Nowadays, when competition between ride-offering and sharing services is cutthroat to the extreme, it can be difficult for new companies to establish themselves and grow a customer base with so many pioneering giants in the market. To this fray has entered the electric-scooter sharing startups. One of them, Bird, started operation in 2017, and has since expanded operations from its Santa Monica headquarters to nationwide. As of this year Bird has reached a company valuation of around $2 billion. This is now enough for the startup to begin extending its reach overseas. Its first attempt at this: over in Europe.
Tech Crunch has it that Bird has officially launched its pilot program to introduce the e-scooter sharing service in Paris, a large and populous city with over 2 million residents. Their purpose is to determine how well their ride-sharing system can operate in such a metropolitan area. In addition, Bird has made inquiries about doing the same in the Israeli city of Tel Aviv, with e-scooter docks to be installed at Tel Aviv University and adjoining neighborhood areas. The company is fully confident that at its current standing they can make a start at attracting an international following of users.

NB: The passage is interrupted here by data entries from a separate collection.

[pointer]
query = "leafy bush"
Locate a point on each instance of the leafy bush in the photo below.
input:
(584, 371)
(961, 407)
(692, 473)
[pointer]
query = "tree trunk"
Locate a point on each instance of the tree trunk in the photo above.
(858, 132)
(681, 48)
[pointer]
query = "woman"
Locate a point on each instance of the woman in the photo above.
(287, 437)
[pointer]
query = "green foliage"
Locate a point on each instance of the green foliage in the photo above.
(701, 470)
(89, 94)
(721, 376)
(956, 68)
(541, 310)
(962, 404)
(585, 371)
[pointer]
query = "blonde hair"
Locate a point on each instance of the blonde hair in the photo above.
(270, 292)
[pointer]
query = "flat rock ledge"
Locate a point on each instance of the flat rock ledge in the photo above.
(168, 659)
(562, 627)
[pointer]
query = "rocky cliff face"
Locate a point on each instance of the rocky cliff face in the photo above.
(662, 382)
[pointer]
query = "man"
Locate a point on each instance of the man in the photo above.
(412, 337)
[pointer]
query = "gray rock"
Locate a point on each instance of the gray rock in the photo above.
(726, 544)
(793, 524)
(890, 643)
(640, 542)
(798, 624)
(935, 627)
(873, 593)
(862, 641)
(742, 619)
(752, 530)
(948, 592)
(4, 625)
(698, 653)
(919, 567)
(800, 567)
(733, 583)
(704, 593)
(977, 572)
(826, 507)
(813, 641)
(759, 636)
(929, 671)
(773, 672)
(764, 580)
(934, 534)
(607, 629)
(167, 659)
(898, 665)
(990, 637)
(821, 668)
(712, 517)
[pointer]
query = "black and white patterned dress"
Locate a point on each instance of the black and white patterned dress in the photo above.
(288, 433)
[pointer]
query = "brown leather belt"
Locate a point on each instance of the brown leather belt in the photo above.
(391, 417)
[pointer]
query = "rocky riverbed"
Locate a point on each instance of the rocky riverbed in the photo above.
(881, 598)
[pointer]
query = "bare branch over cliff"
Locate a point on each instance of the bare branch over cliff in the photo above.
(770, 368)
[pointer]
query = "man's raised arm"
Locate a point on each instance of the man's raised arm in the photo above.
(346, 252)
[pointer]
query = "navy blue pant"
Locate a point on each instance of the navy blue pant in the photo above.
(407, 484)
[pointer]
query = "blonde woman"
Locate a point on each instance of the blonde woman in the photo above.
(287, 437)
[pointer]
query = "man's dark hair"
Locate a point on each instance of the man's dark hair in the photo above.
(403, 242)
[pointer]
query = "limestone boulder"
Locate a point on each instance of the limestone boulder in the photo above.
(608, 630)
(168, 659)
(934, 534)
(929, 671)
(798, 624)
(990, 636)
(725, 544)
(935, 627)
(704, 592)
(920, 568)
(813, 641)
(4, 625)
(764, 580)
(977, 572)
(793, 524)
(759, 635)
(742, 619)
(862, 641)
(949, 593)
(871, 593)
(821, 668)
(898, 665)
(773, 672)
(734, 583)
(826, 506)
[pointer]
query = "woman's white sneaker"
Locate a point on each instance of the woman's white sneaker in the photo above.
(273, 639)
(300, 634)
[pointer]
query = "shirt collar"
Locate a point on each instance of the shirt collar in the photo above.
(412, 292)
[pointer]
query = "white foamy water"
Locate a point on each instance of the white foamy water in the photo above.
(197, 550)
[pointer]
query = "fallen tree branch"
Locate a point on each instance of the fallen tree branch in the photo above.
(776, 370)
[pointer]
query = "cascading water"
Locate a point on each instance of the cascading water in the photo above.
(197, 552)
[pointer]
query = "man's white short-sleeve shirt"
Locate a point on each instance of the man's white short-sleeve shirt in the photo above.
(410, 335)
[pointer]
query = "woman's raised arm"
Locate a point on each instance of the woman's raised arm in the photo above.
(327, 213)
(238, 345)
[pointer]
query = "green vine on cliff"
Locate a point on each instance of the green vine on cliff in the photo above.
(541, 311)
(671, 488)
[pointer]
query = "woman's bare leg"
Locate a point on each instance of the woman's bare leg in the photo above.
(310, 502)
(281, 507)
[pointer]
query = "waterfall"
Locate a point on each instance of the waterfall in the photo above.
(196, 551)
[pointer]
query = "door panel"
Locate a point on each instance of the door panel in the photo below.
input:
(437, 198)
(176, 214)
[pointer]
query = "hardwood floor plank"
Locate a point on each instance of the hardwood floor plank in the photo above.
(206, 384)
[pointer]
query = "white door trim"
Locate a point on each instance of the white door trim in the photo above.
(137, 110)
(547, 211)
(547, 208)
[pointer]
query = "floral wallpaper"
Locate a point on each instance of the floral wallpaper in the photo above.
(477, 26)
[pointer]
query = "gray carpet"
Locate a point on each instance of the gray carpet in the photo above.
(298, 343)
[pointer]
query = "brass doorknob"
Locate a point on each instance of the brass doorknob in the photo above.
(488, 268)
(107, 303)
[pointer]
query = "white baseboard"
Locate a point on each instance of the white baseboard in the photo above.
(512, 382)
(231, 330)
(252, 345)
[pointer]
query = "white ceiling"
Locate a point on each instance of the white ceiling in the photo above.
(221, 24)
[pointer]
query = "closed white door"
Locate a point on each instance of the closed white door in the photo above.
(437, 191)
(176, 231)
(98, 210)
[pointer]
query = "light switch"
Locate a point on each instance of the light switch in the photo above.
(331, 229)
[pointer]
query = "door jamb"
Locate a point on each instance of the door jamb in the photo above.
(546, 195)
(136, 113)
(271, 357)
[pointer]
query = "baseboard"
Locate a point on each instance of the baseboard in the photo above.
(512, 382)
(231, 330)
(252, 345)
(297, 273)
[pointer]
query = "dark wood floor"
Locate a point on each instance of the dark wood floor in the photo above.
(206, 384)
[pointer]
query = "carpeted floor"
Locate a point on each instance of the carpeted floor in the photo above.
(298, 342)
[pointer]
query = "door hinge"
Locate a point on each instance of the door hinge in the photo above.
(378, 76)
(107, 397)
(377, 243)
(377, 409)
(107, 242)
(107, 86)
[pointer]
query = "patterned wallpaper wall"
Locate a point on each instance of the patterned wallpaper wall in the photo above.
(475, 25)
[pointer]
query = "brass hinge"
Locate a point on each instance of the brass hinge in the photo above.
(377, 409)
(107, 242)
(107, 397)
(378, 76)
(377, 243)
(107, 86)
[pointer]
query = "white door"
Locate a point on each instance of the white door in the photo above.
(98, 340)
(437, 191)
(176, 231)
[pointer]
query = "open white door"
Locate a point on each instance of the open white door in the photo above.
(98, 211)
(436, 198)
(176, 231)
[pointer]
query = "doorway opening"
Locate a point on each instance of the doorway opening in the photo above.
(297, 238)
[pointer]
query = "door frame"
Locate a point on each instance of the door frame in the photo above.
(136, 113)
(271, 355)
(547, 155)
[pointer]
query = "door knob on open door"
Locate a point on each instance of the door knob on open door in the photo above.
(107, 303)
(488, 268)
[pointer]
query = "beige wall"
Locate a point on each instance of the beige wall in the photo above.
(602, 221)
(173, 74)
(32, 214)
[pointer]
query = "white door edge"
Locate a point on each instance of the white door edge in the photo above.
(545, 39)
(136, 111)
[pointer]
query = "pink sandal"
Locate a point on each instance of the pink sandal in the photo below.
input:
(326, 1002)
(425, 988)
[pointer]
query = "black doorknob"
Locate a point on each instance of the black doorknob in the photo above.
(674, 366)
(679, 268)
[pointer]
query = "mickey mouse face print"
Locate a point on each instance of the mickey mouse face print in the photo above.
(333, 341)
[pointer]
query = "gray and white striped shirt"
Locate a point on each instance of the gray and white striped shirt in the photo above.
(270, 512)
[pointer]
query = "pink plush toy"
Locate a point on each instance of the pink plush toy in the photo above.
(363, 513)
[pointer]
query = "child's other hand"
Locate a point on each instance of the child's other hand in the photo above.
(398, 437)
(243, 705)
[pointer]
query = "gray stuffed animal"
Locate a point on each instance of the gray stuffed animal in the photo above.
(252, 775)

Patrick Studener, Bird’s Head of Europe, the Middle East and Africa notes that they have had great ease in arranging for the capital of France to allow their pilot program for sharing e-scooters. “Paris is very forward-thinking on solving congestion issues and is one of the cities that’s dealing with the most congestion and pollution,” he said. While not an official partnership between the startup and the Paris city government, officials have been made aware that at least 100 Bird electronic scooters have set up shop for customers. Renting a Bird scooter costs €1 with a per-minute charge of €0.15.
In the meantime, Tel Aviv’s proposed pricing for residents to unlock and ride a Bird scooter 5 Shekels and 50 Agorot per minute, respectively. Studener remarks that their company takes care to open discussions with government officials at the national and city levels to find locations to bring their Bird e-scooters to. Thus far, they have engaged with government officials from cities that are in concert with Bird’s own business commitment to cut down on car ownership by offering electric scooter-sharing as an alternative mode of personal transportation.
This is a marked contrast from their experience with Santa Monica, which has taken steps to clamp new regulations on Bird and similar e-scooter startups operating there. In fact many US cities are wary of e-scooter rental operations due to their users not wearing helmets and riding on sidewalks among pedestrian crowds.